Sementara, Ketua PP Muhammadiyah Hajrianto Thohari lebih menyetujui undang-undang ormas yang sudah ada sebelumnya. Sebagai gerakan dakwah, Muhammadiyah tambahnya siap melakukan pendekatan dengan ormas yang tidak sejalan dengan Pancasila.
"Muhammadiyah sebagai organisasi dakwah bertugas mengajak secara persuasive agar kalau ada ormas yang anti pancasila sadarkan. Oleh karena itu Muhammadiyah lebih memilih UU tentang ormas yang dulu sebelum lahirnya Perppu. Dalam UU ormas itu diatur bagaimana proses dan mekanisme pembubaran ormas yang dituduh sebagai anti Pancasila," papar Hajrianto.

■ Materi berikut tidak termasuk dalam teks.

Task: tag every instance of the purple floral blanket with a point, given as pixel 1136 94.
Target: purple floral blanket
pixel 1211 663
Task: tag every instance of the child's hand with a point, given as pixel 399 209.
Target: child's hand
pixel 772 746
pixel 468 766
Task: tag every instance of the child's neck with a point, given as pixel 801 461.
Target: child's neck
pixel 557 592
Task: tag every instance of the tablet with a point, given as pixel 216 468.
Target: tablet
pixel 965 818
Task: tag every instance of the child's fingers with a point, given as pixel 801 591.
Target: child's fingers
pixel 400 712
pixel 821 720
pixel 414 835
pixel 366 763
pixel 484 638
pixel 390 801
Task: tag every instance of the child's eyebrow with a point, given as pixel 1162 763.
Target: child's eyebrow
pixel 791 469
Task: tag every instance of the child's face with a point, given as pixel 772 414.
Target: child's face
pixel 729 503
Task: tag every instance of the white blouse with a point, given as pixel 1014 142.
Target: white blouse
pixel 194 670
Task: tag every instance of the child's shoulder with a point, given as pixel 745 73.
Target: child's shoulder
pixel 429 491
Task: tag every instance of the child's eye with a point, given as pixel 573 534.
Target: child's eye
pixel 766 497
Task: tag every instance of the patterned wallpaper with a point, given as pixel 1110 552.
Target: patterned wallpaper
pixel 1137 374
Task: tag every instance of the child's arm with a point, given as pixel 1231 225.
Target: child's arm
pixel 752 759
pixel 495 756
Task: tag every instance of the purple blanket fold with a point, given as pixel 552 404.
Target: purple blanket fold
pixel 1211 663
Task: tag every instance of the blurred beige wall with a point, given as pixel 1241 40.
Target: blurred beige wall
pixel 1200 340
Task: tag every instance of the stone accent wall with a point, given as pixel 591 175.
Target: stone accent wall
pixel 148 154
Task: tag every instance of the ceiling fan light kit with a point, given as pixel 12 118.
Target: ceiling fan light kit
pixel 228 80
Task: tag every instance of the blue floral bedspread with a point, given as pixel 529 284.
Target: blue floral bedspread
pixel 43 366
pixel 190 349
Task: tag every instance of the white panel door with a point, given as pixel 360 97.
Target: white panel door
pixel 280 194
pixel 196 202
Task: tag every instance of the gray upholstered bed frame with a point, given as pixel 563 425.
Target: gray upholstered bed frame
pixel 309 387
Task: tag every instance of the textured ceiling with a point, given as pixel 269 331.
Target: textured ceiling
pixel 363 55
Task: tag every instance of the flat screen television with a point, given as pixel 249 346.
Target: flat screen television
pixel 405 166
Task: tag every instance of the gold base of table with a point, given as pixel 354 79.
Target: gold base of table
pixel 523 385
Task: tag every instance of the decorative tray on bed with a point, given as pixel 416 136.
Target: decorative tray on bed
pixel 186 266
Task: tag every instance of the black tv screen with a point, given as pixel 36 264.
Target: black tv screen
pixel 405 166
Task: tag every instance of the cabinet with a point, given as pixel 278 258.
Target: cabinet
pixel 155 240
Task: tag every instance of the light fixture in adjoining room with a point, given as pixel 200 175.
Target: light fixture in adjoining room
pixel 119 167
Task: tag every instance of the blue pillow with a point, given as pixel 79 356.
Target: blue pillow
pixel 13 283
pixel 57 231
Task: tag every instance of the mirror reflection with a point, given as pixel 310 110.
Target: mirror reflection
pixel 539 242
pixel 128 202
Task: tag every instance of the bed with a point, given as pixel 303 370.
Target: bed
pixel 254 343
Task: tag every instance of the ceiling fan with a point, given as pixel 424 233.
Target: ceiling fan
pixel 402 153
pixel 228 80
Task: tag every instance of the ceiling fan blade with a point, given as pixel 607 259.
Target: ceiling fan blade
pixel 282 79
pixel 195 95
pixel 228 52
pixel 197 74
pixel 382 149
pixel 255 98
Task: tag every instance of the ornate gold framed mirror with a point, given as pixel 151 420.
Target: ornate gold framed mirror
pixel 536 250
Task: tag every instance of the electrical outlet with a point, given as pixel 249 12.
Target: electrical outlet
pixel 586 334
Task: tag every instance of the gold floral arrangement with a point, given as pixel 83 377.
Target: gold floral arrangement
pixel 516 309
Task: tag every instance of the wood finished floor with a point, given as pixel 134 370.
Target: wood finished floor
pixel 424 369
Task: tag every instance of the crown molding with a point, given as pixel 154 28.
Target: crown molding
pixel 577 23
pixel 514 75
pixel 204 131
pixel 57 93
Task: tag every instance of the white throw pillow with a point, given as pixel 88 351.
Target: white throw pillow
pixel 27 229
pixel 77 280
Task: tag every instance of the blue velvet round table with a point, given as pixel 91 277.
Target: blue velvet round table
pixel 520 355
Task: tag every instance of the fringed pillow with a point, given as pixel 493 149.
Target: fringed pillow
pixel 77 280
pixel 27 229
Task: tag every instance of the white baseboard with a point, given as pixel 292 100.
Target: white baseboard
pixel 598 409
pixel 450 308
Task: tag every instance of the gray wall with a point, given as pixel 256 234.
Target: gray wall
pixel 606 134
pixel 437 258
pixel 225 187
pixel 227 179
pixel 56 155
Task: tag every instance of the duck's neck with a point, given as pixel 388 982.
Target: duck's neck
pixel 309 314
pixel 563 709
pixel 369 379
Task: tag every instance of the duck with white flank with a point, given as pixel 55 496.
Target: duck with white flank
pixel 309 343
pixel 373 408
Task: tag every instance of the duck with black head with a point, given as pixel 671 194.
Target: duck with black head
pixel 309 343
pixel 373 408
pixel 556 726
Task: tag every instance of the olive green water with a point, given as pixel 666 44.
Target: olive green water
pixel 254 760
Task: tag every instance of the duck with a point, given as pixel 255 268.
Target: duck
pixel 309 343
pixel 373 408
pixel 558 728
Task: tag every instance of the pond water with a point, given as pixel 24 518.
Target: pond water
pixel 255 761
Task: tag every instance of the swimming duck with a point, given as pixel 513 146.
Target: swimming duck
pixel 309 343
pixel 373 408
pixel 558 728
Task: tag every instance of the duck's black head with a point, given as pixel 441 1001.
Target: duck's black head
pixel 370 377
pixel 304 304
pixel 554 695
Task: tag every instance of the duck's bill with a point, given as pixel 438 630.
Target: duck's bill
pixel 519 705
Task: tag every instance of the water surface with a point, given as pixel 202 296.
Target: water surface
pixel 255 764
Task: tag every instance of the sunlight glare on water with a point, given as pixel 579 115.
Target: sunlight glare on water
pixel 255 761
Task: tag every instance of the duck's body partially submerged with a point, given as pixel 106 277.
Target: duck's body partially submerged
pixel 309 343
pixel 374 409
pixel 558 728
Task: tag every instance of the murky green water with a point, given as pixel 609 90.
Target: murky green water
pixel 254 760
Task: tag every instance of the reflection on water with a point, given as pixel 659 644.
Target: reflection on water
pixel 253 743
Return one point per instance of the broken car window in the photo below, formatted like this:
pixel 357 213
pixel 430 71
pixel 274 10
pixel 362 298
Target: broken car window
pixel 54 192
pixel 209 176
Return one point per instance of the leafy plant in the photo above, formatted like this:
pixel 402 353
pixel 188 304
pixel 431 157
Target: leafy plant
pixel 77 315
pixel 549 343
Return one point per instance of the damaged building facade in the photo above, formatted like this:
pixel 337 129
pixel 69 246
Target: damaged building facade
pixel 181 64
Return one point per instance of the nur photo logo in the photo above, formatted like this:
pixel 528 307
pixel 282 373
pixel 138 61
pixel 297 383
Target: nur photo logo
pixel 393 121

Pengesahan Perppu Ormas menjadi undang-undang diwarnai unjuk rasa dari berbagai organisasi di depan gedung DPR/MPR Senayan. Mereka menilai pengesahan tersebut pertanda buruk bagi kehidupan demokrasi, kebebasan berkumpul dan berpendapat serta berekspresi. Pemerintah juga dinilai nantinya akan secara subjektif dapat membubarkan ormas dengan dalih tidak sesuai Pancasila. [fw/em]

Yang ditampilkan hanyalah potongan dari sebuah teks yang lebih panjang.